Important Research Challenges in Recommenders
by John Riedl (University of Minnesota), John Sanders (Netflix) and Todd Beaupre (Yahoo!)
John Riedl will host a panel of successful recommender systems practitioners from industry, who will share their perspectives on the most important open research challenges. They will focus on research challenges that have greatest impact on recommender systems in practice, but that need the sort of break-through solutions that are best achieved in the research lab. The panelists will have detailed prepared remarks, and there will be time for discussion with members from the audience.
Bayesian Modeling for Recommender Systems
by Asim Ansari (Columbia University)
Bayesian methods are popular in marketing and in machine learning for targeting and personalization activities. Bayesian models yield parameter estimates for each user and allow the sequential integration of information, both of which are crucial for making effective recommendations In this tutorial we will cover how Bayesian models have been used in recommender systems research. We will concentrate on approaches developed within the field of marketing and highlight how Bayesian modeling and MCMC computation can be used in tandem for making personalized recommendations. We will also highlight the challenges involved in computation and scalability.

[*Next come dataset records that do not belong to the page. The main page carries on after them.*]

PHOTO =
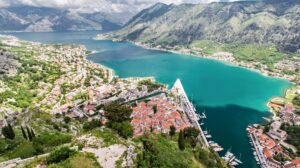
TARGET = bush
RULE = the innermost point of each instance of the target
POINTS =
(117, 113)
(59, 155)
(51, 140)
(124, 128)
(91, 125)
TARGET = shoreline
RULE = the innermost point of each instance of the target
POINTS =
(230, 63)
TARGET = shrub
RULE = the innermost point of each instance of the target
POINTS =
(117, 113)
(124, 128)
(91, 125)
(59, 155)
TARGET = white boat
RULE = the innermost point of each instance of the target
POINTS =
(208, 136)
(231, 159)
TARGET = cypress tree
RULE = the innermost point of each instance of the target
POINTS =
(181, 144)
(5, 132)
(11, 132)
(172, 130)
(32, 133)
(24, 133)
(29, 133)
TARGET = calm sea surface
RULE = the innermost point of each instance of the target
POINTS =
(232, 97)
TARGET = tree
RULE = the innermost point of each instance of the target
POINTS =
(124, 128)
(11, 131)
(7, 132)
(181, 144)
(24, 133)
(29, 133)
(172, 130)
(193, 142)
(154, 108)
(91, 125)
(117, 112)
(67, 119)
(59, 155)
(32, 133)
(190, 132)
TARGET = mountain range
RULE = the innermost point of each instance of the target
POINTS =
(45, 19)
(272, 22)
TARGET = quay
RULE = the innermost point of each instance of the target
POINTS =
(188, 109)
(258, 150)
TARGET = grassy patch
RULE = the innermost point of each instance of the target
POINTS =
(265, 54)
(80, 160)
(109, 136)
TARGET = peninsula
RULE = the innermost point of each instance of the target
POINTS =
(58, 109)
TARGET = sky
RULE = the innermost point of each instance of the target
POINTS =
(97, 5)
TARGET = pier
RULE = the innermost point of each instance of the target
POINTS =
(189, 110)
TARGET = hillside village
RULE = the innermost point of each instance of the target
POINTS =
(56, 101)
(276, 143)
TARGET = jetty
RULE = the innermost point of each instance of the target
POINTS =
(188, 108)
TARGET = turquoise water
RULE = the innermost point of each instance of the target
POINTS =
(232, 97)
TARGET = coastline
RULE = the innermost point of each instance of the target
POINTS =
(231, 62)
(188, 52)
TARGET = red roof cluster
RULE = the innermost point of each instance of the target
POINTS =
(157, 116)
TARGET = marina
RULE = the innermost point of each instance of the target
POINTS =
(211, 92)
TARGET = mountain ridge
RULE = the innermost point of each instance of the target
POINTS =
(264, 22)
(46, 19)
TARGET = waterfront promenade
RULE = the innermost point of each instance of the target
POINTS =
(188, 109)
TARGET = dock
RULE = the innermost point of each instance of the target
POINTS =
(189, 110)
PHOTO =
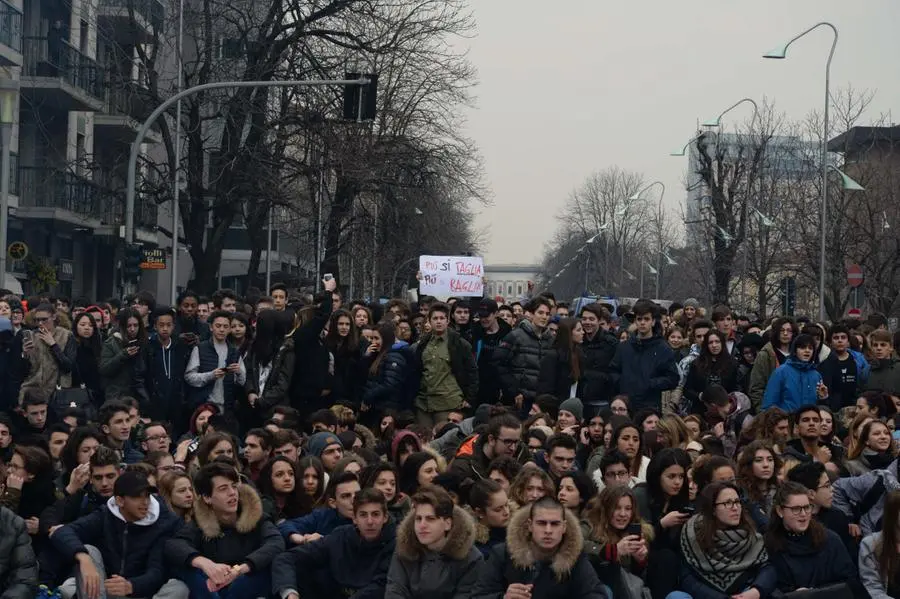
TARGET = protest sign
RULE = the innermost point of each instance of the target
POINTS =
(446, 276)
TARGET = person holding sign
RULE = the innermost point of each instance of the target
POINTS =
(449, 376)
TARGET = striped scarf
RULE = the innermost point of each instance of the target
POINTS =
(734, 553)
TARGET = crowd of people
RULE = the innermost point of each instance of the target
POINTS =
(297, 446)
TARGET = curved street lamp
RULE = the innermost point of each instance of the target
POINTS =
(779, 53)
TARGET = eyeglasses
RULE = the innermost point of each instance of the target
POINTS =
(799, 509)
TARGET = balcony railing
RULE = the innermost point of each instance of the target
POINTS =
(10, 26)
(151, 11)
(54, 57)
(52, 188)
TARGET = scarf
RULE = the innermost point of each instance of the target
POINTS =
(877, 460)
(733, 554)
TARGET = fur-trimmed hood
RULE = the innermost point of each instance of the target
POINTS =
(521, 552)
(250, 512)
(459, 542)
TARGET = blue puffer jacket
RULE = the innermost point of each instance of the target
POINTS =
(792, 385)
(643, 369)
(386, 389)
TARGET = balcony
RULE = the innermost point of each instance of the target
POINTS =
(56, 75)
(115, 16)
(125, 111)
(10, 35)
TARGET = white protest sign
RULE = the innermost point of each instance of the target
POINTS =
(445, 276)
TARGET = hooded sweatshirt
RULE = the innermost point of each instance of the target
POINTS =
(132, 550)
(792, 385)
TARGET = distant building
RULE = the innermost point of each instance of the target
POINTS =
(787, 156)
(512, 282)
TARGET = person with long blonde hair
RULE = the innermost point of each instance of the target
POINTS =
(177, 490)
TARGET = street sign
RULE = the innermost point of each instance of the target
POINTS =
(854, 275)
(153, 259)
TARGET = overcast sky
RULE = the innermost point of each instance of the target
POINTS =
(573, 86)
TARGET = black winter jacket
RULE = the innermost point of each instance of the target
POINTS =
(484, 345)
(385, 389)
(340, 565)
(555, 376)
(799, 565)
(518, 360)
(643, 369)
(311, 375)
(132, 550)
(462, 362)
(568, 575)
(598, 354)
(18, 566)
(254, 539)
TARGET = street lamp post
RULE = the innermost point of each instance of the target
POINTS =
(145, 127)
(781, 52)
(9, 91)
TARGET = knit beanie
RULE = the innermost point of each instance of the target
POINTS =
(574, 405)
(319, 442)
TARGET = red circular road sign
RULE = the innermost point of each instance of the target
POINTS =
(854, 275)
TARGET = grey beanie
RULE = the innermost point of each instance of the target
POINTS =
(574, 405)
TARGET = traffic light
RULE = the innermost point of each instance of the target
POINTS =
(364, 109)
(131, 268)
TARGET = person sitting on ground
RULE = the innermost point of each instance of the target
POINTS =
(435, 556)
(805, 554)
(353, 560)
(542, 558)
(322, 521)
(229, 547)
(119, 548)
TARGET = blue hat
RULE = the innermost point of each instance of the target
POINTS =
(319, 442)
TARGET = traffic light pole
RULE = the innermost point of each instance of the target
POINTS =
(142, 132)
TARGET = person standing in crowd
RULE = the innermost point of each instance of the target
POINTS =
(796, 382)
(486, 338)
(519, 355)
(123, 364)
(310, 387)
(353, 559)
(805, 554)
(773, 354)
(167, 362)
(230, 546)
(48, 355)
(342, 340)
(644, 366)
(435, 556)
(189, 327)
(215, 369)
(449, 375)
(542, 558)
(599, 347)
(89, 347)
(844, 371)
(885, 374)
(562, 368)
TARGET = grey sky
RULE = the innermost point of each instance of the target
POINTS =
(572, 86)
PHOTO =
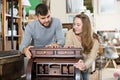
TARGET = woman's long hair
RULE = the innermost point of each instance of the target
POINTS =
(87, 34)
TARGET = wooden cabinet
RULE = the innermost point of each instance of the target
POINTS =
(54, 63)
(11, 24)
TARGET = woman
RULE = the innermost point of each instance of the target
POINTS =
(82, 36)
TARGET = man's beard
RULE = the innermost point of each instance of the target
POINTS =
(46, 26)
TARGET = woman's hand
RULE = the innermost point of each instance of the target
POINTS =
(80, 65)
(27, 51)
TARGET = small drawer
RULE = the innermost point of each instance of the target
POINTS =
(44, 52)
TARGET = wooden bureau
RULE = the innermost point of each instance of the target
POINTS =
(53, 63)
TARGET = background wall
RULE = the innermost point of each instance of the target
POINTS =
(107, 21)
(101, 21)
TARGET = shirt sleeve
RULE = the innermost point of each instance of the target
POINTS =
(93, 54)
(59, 34)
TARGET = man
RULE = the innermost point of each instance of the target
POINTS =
(46, 31)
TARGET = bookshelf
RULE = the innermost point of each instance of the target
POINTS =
(11, 24)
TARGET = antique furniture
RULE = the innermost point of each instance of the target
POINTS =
(11, 65)
(53, 63)
(111, 54)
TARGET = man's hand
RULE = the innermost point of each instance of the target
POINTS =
(80, 65)
(53, 46)
(27, 52)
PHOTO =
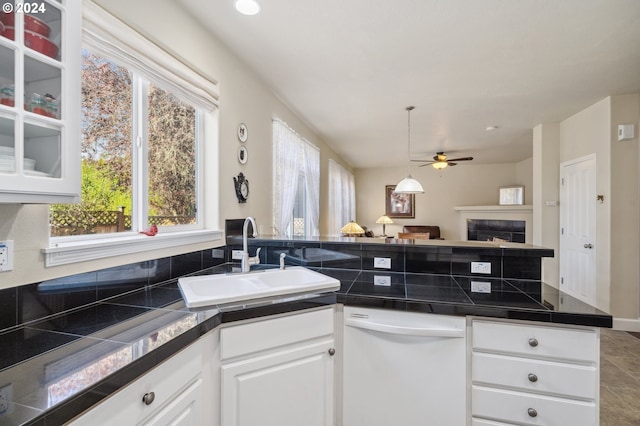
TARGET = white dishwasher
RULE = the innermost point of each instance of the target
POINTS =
(403, 368)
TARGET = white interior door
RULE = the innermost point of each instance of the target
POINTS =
(578, 228)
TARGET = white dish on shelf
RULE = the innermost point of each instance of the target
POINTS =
(7, 150)
(29, 163)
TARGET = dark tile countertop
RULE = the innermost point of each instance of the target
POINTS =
(55, 368)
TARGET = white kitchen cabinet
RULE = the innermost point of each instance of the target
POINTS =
(403, 368)
(529, 374)
(180, 391)
(279, 371)
(40, 102)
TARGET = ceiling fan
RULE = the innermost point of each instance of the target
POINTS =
(440, 161)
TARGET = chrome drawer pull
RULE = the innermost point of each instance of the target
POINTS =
(148, 398)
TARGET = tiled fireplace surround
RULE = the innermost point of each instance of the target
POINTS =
(29, 303)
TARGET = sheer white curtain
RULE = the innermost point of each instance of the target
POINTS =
(342, 197)
(286, 169)
(312, 179)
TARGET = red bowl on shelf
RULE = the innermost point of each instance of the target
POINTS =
(7, 18)
(40, 44)
(8, 33)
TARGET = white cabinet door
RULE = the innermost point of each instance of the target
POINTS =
(184, 410)
(290, 387)
(40, 104)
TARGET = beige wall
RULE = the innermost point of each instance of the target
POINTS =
(585, 133)
(594, 130)
(243, 98)
(625, 214)
(463, 185)
(546, 186)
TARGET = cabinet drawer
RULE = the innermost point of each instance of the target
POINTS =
(549, 342)
(483, 422)
(515, 407)
(548, 377)
(266, 334)
(167, 381)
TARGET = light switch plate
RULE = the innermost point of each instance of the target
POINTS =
(481, 267)
(6, 255)
(6, 396)
(382, 280)
(480, 287)
(382, 262)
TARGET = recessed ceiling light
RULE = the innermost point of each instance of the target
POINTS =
(247, 7)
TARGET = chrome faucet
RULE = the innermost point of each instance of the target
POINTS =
(247, 261)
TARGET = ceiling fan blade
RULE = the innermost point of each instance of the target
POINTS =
(462, 159)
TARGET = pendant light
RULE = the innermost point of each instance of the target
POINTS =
(409, 185)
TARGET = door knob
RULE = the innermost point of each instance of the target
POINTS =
(148, 398)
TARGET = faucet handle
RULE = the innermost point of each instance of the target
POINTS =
(255, 260)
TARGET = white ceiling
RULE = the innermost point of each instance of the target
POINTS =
(350, 67)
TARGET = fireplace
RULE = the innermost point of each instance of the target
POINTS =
(496, 230)
(510, 223)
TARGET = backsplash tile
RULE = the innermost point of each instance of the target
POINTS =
(40, 301)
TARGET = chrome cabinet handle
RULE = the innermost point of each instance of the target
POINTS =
(148, 398)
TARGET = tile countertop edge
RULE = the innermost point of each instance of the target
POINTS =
(101, 390)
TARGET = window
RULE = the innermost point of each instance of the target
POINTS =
(145, 115)
(342, 197)
(296, 183)
(130, 186)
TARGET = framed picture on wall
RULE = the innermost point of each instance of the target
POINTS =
(399, 205)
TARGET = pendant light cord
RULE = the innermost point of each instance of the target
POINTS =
(409, 109)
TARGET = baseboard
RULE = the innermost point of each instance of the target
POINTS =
(625, 324)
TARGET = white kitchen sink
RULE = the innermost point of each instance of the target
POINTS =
(221, 289)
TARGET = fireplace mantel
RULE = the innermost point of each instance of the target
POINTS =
(514, 212)
(500, 209)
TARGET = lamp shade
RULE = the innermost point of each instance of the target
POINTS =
(384, 219)
(352, 228)
(439, 165)
(409, 185)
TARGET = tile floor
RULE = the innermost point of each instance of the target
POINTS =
(619, 379)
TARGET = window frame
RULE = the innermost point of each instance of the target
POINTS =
(72, 249)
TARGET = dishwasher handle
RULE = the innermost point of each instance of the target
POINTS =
(404, 330)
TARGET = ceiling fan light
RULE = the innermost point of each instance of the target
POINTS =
(409, 185)
(439, 165)
(247, 7)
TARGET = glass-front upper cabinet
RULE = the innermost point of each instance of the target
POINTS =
(40, 45)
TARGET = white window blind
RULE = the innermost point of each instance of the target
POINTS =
(342, 197)
(294, 156)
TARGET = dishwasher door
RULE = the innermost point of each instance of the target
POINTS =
(403, 368)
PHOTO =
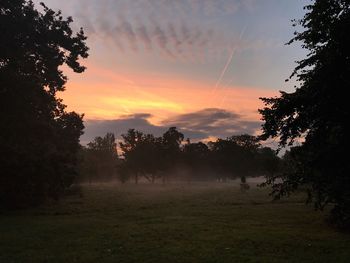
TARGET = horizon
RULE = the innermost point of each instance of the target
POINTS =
(201, 68)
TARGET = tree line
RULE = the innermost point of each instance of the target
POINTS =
(150, 158)
(40, 153)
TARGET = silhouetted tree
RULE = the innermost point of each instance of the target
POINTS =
(317, 111)
(129, 147)
(100, 159)
(39, 139)
(196, 158)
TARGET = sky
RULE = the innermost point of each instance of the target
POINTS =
(199, 65)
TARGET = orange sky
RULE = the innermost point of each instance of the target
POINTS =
(103, 94)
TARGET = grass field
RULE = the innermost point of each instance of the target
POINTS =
(174, 223)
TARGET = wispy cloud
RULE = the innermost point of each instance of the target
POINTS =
(200, 125)
(178, 29)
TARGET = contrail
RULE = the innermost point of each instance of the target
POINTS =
(226, 67)
(228, 62)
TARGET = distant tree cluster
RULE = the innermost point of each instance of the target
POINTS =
(145, 156)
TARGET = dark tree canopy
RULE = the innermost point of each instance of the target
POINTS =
(39, 139)
(317, 111)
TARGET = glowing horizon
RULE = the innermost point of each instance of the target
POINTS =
(154, 62)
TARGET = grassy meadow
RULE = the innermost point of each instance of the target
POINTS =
(201, 222)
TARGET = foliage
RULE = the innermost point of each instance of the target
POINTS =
(39, 139)
(152, 157)
(317, 111)
(100, 159)
(200, 222)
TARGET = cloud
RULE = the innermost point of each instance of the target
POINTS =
(178, 29)
(200, 125)
(213, 122)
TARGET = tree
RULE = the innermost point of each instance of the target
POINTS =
(317, 111)
(100, 159)
(171, 144)
(39, 139)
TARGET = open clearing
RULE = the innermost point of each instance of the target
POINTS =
(174, 223)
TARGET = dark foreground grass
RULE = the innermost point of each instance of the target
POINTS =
(196, 223)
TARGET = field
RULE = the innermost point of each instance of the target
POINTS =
(173, 223)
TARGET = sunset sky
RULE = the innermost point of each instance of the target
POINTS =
(199, 65)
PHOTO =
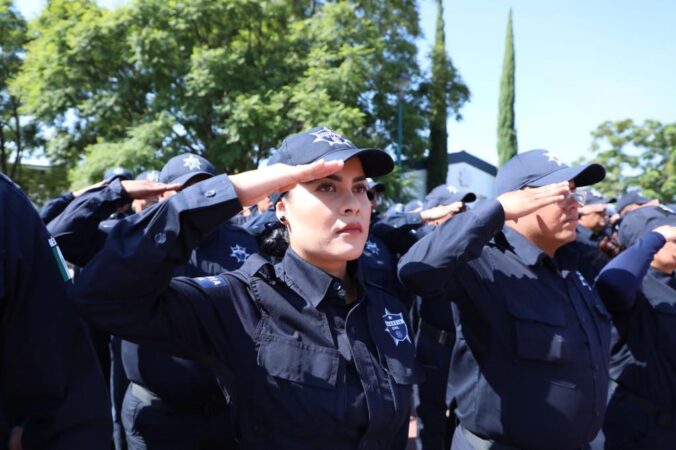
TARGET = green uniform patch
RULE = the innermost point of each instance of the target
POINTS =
(60, 260)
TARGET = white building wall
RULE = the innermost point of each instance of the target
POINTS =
(461, 175)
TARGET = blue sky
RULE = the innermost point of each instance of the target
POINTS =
(578, 63)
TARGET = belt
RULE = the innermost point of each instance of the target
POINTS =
(150, 398)
(479, 443)
(664, 419)
(442, 337)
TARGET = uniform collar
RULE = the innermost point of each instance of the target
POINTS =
(666, 278)
(527, 251)
(308, 280)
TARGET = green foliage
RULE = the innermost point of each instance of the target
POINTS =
(446, 90)
(18, 134)
(637, 155)
(507, 142)
(227, 79)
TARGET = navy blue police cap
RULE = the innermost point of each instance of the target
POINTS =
(537, 168)
(324, 143)
(152, 175)
(446, 194)
(629, 199)
(182, 168)
(117, 173)
(594, 197)
(642, 221)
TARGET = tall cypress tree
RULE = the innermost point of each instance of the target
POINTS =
(507, 144)
(437, 163)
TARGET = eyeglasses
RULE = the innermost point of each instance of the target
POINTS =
(580, 197)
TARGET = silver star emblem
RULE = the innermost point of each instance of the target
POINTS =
(239, 253)
(372, 247)
(191, 162)
(553, 159)
(330, 137)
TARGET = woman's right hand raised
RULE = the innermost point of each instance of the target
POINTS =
(525, 201)
(254, 185)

Using Social Trust for Recommender Systems
by Jennifer Golbeck (University of Maryland)
As the Web has shifted to an interactive environment where vast amounts of content is created by users, the question of whom to trust and what information to trust has become both more important and more difficult to answer. At the same time, social networks have become very popular with over a billion accounts shared across hundreds of networks. Social trust relationships, derived from social networks, are uniquely suited to speak to the quality of online information; recommender systems are designed to personalize, sort, aggregate, and highlight information. Merging social networks, trust, and recommender systems can improve the accuracy of recommendations and improve the user’s experience. In this tutorial, we will cover the use of social trust in recommender systems. Topics including the computation of trust in social networks, integration of trust into recommender systems, and a discussion of when trust offers benefits and the challenges it presents.